Above all, Cochran brings Georgia energy. After seeing Matt Luke on the sidelines of the Sugar Bowl, that seems to be a theme in Smart’s hires this offseason.

While some on the outside of the Georgia fan base have questioned whether or not fans are starting to sour on Smart after years of elite recruiting and no national championship, moves like this one is why Georgia people are as optimistic as ever about the future of the program. Kirby Smart gives you little morsels and surprises when you least expect it. He keeps the good news coming, and it keeps the program in the headlines.

For Georgia to take Smart, the first person I saw running onto the field after the 2012 SEC Championship, and turn him back from the dark side of the force was a good feeling. Having him bring Cochran, the man who served as the prophetic pallbearer to Georgia’s 2008 season, to Athens is borderline cathartic.

Kirby has always had a flair for the dramatic, but if Georgia goes on to win a national title in the next few seasons we may look back on this hire as the spiritual cleanse that smudged the final demons out of Georgia’s program.

The tweet from Herbstreit was one of dozens this afternoon expressing the same sentiment.

Despite what Alabama fans on Twitter will tell you, losing Cochran hurts the Tide. That this might be the first true shift in the Saban dynasty is now perception.

Smart knows that perception helps fan morale. It helps donations and ticket sales. And above all it helps recruiting, the lifeblood of any college football program.
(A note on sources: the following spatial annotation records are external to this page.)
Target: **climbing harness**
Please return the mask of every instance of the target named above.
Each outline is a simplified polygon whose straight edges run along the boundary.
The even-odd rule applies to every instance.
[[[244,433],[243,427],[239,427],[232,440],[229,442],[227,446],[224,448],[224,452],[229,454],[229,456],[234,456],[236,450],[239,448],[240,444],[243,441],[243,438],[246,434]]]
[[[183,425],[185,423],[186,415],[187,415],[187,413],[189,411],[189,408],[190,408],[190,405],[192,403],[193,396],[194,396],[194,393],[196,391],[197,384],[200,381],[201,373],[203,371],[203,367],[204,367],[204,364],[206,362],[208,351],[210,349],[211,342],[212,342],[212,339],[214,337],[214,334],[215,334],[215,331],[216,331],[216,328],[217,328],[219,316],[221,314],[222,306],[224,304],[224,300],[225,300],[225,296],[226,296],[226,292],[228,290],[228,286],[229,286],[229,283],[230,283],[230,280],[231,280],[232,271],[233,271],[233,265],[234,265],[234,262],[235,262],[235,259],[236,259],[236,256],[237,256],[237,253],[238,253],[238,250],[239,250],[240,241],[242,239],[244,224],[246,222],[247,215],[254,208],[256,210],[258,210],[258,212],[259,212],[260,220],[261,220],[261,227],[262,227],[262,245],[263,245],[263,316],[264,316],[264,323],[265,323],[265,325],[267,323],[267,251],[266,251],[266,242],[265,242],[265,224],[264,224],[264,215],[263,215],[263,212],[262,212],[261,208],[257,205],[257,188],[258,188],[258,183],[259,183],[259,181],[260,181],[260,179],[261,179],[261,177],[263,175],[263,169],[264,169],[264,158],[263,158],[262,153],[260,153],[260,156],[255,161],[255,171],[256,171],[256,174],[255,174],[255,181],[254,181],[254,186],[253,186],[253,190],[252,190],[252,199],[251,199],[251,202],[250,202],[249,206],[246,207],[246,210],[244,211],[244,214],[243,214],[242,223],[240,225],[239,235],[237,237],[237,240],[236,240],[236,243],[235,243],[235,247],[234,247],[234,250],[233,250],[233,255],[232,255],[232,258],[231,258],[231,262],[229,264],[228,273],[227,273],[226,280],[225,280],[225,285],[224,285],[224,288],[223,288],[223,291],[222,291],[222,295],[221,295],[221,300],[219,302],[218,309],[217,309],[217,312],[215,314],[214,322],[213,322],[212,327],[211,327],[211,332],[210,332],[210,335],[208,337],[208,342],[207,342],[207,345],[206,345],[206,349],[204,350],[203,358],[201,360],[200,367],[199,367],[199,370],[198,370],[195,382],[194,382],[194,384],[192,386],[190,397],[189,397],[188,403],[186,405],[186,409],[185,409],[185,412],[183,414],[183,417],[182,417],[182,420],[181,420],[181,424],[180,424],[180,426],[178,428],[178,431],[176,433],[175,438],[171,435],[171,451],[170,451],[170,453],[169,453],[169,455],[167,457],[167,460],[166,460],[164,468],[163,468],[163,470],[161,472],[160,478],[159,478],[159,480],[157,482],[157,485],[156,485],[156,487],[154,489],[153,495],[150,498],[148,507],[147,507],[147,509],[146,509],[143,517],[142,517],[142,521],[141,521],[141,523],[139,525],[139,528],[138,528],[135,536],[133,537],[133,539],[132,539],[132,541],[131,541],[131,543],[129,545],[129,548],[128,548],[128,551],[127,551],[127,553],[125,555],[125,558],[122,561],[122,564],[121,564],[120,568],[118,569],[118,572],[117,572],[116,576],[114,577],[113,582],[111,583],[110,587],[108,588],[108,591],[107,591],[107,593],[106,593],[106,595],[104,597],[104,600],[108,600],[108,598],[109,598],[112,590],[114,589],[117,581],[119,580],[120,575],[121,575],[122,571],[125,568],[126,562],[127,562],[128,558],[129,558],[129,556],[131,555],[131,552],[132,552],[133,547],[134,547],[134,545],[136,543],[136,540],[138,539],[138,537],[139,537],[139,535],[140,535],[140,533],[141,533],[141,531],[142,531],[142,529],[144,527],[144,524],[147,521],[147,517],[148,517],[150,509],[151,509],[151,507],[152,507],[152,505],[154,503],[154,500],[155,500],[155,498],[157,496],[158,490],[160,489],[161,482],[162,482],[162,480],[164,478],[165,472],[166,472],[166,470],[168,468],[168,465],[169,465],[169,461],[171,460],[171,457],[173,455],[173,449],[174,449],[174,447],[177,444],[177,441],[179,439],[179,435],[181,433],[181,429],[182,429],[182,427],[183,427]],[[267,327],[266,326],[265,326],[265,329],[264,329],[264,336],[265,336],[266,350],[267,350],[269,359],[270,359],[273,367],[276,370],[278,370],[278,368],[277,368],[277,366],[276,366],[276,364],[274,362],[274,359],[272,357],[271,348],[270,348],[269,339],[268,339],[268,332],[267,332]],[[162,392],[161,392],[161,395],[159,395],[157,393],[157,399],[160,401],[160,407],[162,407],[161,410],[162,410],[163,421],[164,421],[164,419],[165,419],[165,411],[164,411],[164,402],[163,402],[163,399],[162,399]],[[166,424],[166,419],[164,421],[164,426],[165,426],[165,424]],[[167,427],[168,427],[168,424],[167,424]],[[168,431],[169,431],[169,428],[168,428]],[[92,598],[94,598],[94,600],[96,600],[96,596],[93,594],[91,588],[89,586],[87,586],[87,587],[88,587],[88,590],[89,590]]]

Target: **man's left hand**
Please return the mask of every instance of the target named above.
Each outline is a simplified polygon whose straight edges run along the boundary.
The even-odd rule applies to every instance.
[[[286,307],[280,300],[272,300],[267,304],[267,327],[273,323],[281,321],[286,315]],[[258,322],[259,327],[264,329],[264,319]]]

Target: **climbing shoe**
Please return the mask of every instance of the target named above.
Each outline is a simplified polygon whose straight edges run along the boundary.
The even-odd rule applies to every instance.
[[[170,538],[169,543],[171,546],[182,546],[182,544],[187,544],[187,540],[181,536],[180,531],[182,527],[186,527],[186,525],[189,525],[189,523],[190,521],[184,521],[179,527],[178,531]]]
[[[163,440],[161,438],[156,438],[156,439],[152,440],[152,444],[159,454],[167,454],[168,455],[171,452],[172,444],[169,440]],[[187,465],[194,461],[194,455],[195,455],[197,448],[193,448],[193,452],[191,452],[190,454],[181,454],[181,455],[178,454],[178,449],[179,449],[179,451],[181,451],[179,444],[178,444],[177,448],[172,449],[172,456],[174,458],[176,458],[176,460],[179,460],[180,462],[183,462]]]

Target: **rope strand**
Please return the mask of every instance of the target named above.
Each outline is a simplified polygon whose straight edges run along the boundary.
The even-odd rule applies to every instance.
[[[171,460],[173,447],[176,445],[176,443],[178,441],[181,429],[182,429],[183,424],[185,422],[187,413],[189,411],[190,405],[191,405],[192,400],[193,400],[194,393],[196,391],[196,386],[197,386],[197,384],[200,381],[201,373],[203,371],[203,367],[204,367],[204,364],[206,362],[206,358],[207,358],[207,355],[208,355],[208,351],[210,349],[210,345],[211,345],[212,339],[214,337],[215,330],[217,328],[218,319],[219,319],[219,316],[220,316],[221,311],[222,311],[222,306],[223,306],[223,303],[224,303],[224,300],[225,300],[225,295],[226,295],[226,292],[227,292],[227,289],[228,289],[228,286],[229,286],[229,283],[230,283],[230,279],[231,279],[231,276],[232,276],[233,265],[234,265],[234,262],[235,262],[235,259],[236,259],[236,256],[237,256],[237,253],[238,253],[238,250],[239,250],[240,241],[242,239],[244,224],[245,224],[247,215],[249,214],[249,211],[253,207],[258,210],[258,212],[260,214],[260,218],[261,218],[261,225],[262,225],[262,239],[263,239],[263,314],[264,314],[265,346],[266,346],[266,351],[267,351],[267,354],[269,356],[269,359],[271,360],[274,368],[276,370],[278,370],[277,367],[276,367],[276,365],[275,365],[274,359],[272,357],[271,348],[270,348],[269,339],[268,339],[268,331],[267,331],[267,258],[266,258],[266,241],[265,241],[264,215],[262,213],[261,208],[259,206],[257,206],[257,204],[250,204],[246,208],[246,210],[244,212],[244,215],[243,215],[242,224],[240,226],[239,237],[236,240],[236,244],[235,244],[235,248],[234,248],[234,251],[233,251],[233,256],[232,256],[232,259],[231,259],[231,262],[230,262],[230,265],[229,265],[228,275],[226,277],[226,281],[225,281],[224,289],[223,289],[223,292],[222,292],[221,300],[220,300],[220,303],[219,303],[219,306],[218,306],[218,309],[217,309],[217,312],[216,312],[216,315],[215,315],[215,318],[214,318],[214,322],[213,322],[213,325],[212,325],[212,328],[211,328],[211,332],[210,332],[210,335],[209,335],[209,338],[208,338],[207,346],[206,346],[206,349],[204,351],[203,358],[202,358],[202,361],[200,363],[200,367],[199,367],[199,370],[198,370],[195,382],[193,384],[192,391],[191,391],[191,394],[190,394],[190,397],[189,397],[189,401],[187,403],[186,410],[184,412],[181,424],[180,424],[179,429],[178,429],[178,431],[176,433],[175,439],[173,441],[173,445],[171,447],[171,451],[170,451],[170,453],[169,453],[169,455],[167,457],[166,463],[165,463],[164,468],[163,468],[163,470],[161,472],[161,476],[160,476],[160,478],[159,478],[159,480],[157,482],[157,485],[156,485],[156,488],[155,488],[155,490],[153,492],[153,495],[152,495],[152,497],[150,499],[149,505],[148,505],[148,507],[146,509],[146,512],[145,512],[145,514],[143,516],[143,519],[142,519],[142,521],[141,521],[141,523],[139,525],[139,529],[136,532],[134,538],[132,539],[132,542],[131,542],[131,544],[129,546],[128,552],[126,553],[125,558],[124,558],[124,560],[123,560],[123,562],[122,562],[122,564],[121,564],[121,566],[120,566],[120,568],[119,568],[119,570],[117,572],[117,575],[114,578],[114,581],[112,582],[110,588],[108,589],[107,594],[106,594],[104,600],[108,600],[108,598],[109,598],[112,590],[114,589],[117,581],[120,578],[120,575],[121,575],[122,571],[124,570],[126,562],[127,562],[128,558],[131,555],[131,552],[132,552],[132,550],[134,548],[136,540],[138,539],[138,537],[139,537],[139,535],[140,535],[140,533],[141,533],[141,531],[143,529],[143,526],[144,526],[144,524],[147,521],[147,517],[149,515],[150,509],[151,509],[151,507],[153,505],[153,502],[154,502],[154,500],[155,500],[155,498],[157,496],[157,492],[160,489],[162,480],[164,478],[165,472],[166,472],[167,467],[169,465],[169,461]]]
In the year 2020, all the major players have great facilities and great pitches to give recruits. In courting a generation that has grown up knowing nothing different than the “prisoner of the moment” mentality, this matters. There’s thousands of people on Twitter and Facebook or Instagram and TikTok right now that are discussing the sport. Teams are either trending up or down. There’s no in-between.

Barring anything seismic, much of college football will continue to have the perception that Kirby Smart’s program is on its way towards usurping the Tide. On September 19th in Tuscaloosa, the Cold War between Georgia and Alabama will turn hot again. Only then will we know what reality looks like, but for the next 208 days I fully expect Kirby Smart, college football’s greatest public relations person, to keep Georgia Football on everyone’s mind.